Sensel, the creators of the Morph multi-touch controller, today introduced Spectral Shiatsu, a free instrument for Max For Live that lets you ‘massage’ sounds.
Spectral Shiatsu uses the Morph’s ability to detect touch and pressure to give you a new way to interact with sounds. If you don’t have a Morph, you can use Spectral Shiatsu with a mouse or touchpad.
Here’s how it works:
When you load a sound file (or picture) into Spectral Shiatsu, it analyses it and creates a map of all the frequencies and their volumes over time.
This sonograph is then mapped to the Sensel Morph, so you can ‘massage’ the sound, pressing softly to play a small part or harder to play more of it.
“Artists and designers are all quite familiar with ‘massaging’ and ‘teasing’ their work,” says Sensel’s Peter Nyboer, “so we found a way to make this metaphor literal. You will definitely uncover some really unusual sonic textures, possibly even learning something about the nature of time and sound.”

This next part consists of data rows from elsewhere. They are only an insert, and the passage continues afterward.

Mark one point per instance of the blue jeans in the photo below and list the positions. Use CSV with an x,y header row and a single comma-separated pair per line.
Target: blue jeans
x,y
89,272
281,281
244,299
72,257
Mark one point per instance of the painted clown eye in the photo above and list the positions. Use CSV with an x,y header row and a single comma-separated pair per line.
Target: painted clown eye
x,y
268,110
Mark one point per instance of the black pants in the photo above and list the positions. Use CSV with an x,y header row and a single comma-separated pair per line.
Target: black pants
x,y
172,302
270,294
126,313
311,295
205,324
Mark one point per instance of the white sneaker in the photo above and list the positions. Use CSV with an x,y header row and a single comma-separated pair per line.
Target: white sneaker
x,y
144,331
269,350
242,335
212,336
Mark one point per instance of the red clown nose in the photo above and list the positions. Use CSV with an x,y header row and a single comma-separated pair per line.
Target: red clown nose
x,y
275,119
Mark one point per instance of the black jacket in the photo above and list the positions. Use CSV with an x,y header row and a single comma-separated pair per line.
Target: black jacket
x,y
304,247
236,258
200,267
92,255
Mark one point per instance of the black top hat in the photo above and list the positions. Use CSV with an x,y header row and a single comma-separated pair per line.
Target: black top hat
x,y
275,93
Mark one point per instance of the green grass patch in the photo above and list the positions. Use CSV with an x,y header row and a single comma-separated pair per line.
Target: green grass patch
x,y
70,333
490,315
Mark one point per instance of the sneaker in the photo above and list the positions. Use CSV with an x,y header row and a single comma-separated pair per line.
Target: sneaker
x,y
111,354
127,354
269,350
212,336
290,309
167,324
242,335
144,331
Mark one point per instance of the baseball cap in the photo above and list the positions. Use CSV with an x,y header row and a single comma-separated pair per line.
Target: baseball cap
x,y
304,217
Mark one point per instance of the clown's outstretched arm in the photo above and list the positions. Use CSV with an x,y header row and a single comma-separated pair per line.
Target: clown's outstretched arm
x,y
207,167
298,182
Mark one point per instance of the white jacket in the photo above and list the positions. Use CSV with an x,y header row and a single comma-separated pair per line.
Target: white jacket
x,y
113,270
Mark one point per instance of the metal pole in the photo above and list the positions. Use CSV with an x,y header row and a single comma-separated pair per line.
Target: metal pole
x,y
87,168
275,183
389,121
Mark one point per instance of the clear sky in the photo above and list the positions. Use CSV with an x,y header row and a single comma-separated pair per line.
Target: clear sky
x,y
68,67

Here are some examples of Spectral Shiatsu in action:
Pricing and Availability
Spectral Shiatsu is available now as a free download. Source code is available via Github.
What I find neat about it is how well-integrated this is. It does the FFT, displays that spectrogram, connects with the Morph as serial, displays the touchpoints, enables just enough controls…
The basic idea is clever enough. Sounds like the implementation is quite neat.
Would be nice to see a version for Haken Continuum.